Ardhasena juga mengingatkan semua pihak untuk menghemat penggunaan air di dalam maupun di luar rumah. Kemarau kering yang melanda akibat El Nino dan IOD Positif diperkirakan akan membuat debit air sungai maupun sumber mata air mengalami penurunan. Di mana, hal tersebut dapat berdampak pada ketersediaan dan pasokan air bersih.

“Gunakan bak penampung guna mengantisipasi kelangkaan air. Biasakan matikan kran saat tidak digunakan, atur jadwal menyiram tanaman dan mencuci kendaraan, pakailah air sesuai kebutuhan,” tuturnya.
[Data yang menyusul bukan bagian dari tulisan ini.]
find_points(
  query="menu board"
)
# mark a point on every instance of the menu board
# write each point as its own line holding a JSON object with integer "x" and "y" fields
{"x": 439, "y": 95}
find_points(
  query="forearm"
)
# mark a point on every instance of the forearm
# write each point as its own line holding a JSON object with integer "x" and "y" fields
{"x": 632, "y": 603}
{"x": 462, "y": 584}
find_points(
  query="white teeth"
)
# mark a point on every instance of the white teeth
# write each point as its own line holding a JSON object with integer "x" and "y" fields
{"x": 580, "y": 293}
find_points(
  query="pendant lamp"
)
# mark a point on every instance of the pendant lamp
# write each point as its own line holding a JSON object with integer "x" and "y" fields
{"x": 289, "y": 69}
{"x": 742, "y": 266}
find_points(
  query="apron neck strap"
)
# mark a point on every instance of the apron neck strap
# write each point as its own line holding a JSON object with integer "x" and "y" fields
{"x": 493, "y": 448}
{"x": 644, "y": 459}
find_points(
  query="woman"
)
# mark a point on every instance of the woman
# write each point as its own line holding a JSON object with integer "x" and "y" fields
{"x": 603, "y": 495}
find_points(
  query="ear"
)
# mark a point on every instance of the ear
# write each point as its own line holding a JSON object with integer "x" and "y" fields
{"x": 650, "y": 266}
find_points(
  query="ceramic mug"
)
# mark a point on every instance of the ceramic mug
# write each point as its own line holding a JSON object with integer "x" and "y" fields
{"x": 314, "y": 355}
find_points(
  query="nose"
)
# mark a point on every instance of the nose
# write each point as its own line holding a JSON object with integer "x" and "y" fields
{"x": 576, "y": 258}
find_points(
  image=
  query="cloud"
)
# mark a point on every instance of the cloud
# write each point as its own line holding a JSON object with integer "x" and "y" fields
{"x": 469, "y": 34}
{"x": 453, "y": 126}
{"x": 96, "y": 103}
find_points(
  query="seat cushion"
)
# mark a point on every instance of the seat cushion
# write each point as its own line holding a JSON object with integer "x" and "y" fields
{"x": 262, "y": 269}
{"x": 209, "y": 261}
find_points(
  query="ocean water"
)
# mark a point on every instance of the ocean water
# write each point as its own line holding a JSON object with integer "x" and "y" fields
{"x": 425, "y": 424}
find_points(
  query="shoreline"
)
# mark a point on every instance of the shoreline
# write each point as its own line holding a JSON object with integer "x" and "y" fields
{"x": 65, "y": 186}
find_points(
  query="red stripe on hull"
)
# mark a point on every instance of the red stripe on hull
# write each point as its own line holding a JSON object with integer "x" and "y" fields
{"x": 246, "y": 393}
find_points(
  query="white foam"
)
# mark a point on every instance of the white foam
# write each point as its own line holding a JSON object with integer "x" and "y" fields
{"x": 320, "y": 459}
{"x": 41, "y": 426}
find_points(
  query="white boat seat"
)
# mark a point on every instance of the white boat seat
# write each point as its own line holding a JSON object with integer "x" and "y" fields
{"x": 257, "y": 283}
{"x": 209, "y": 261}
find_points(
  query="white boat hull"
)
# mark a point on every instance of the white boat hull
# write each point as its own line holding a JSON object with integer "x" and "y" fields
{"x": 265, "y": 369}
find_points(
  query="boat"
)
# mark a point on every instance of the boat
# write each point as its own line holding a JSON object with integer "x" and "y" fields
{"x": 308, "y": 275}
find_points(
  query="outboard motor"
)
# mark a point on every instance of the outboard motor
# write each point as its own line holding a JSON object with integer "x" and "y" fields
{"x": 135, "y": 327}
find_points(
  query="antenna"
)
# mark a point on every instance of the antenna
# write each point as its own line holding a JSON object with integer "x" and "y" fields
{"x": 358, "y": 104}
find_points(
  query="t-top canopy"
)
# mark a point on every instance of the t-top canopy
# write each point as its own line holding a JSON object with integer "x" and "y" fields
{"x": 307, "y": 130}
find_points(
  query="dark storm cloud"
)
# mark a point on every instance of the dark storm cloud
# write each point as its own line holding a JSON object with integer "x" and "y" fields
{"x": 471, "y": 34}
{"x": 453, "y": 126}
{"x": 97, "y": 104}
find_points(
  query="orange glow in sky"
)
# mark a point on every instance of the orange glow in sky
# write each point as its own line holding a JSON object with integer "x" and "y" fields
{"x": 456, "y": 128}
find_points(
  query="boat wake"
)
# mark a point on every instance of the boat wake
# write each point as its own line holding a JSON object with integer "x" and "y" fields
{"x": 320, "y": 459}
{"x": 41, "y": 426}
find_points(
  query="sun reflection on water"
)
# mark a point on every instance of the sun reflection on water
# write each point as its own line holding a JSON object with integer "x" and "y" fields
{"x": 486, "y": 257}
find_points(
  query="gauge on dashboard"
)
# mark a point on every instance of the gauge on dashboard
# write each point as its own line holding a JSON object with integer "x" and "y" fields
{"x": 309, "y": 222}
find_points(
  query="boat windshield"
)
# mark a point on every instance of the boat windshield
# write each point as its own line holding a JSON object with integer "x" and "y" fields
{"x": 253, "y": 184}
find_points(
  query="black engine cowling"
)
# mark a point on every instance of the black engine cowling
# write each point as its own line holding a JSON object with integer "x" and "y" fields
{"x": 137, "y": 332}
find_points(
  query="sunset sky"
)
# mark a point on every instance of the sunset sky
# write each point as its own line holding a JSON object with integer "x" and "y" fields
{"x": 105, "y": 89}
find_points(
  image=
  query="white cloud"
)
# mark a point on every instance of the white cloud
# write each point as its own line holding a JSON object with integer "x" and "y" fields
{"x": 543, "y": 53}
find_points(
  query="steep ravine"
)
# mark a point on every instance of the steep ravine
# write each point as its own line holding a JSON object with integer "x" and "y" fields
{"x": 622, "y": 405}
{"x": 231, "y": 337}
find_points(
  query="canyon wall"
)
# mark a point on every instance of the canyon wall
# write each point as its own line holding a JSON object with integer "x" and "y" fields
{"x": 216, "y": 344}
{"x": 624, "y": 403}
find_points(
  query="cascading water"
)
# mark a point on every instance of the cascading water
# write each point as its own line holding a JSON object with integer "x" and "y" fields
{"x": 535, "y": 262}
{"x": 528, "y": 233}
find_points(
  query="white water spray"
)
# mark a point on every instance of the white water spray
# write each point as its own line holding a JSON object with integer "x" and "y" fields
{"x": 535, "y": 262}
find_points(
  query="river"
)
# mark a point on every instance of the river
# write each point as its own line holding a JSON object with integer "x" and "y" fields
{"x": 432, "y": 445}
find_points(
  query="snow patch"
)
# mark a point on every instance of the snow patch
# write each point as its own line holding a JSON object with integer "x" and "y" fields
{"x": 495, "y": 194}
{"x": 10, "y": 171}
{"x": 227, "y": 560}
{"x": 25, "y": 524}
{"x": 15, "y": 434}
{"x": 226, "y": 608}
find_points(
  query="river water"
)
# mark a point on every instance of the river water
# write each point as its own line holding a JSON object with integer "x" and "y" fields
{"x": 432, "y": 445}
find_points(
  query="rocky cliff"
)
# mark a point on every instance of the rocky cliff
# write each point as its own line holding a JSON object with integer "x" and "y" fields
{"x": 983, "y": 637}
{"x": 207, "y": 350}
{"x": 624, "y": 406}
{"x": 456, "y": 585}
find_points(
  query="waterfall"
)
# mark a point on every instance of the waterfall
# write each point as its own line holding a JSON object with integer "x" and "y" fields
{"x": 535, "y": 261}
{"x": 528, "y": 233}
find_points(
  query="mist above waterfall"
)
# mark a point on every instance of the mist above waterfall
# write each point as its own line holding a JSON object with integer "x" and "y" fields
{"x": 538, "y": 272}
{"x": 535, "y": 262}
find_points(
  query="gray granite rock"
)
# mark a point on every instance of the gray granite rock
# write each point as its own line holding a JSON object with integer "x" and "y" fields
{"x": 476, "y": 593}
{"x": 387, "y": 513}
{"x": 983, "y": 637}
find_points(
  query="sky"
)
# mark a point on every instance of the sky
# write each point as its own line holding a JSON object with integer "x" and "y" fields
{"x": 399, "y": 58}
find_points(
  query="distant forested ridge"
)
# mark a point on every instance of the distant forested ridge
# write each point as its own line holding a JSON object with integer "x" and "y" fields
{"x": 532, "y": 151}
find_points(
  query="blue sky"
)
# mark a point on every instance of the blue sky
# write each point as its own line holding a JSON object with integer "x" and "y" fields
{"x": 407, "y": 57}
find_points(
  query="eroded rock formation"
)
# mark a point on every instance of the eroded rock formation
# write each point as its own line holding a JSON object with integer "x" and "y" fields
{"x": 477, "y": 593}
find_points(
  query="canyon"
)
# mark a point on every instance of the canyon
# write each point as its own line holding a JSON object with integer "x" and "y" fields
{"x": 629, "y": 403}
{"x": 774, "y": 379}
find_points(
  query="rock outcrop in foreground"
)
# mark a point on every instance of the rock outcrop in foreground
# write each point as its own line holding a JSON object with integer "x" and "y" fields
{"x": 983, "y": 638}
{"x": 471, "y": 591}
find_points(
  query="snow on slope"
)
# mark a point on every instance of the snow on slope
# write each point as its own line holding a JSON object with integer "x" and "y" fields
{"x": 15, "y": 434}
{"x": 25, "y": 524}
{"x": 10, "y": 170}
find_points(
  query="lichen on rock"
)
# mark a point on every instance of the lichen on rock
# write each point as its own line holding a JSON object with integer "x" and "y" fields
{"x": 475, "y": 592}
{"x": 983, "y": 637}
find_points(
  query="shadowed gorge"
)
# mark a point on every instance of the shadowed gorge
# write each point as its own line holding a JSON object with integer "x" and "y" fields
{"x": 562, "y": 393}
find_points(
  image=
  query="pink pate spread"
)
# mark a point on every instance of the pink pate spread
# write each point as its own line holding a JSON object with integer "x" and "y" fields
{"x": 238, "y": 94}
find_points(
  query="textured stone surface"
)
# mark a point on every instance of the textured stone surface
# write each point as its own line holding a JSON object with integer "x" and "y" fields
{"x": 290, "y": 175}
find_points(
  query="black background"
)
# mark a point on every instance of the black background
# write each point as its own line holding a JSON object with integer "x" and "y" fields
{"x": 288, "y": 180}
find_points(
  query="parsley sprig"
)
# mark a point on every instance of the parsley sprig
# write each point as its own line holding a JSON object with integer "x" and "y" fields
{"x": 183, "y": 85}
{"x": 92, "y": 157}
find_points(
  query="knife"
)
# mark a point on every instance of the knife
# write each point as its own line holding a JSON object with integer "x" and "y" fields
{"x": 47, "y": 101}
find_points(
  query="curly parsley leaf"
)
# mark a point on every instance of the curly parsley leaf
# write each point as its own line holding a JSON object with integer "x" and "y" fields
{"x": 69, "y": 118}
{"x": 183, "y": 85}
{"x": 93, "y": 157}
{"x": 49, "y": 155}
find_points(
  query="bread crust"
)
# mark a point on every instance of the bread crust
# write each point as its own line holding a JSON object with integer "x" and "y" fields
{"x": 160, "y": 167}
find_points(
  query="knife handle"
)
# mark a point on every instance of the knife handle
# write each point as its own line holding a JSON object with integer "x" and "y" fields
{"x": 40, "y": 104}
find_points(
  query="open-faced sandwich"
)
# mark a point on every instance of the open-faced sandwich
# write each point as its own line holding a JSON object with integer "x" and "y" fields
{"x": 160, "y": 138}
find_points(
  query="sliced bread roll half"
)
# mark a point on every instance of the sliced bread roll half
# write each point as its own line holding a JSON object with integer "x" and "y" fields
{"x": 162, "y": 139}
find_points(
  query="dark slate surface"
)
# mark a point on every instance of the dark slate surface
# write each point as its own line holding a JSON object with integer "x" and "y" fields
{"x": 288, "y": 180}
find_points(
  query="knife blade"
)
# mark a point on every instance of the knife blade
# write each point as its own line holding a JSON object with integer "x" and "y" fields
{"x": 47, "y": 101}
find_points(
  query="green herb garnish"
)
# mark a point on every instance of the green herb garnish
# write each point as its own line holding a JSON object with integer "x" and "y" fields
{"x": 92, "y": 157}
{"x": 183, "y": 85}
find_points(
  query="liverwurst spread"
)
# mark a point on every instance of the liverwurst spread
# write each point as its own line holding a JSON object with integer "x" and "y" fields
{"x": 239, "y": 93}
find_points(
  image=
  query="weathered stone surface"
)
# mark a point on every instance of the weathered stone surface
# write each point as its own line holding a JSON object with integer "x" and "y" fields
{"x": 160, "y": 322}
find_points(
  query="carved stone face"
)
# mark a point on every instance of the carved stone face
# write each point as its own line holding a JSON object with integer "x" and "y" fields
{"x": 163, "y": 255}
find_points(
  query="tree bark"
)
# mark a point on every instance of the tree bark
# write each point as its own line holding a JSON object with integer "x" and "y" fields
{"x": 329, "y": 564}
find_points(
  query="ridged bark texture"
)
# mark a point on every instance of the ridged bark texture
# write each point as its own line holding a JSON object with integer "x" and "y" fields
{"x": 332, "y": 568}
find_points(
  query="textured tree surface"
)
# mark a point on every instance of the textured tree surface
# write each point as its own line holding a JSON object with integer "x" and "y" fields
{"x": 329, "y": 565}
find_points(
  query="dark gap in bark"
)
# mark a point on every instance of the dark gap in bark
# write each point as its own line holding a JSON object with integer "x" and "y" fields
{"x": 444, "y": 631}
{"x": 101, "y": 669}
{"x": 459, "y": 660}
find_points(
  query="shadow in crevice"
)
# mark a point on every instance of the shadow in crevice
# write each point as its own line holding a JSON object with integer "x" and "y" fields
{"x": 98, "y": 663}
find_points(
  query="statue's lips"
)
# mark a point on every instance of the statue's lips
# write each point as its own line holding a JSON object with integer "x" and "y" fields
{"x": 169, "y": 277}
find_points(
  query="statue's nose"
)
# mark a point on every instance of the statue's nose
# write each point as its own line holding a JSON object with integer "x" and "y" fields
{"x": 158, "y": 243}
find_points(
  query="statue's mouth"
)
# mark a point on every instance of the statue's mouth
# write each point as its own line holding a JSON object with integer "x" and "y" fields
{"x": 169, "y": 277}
Hal senada diungkapkan Kepala BMKG Dwikorita Karnawati. Menurutnya, ancaman gagal panen pada lahan pertanian tadah hujan dapat terjadi. Di mana, situasi tersebut berpotensi mengganggu ketahanan pangan nasional.

“Karena itu, pemerintah daerah perlu segera melakukan aksi mitigasi dan aksi kesiapsiagaan. Lahan pertanian berisiko mengalami puso alias gagal panen akibat kekurangan pasokan air saat fase pertumbuhan tanaman,” ungkapnya, Ahad (22/7).

Namun, meski begitu, lanjut Dwikorita, untuk di sektor perikanan dalam kondisi tersebut biasanya justru berpotensi meningkatkan tangkapan ikan. Hal tersebut terjadi karena perubahan suhu laut dan pola arus selama El Nino dan IOD positif yang mendingin. “Karena itu, peluang dari kondisi ini harus dimanfaatkan, sehingga dapat mendukung ketahanan pangan nasional,” jelasnya.

Dwikorita menyebutkan fenomena El Nino dan IOD positif yang saling menguatkan membuat musim kemarau tahun ini dapat menjadi lebih kering dan curah hujan pada kategori rendah hingga sangat rendah.

Jika biasanya curah hujan berkisar 20 mm per hari, maka pada musim kemarau ini menjadi sebulan sekali atau bahkan tidak ada hujan sama sekali. “Puncak kemarau kering ini diprediksi terjadi pada Agustus hingga awal September dengan kondisi akan jauh lebih kering dibandingkan 2020, 2021, dan 2022,” terangnya.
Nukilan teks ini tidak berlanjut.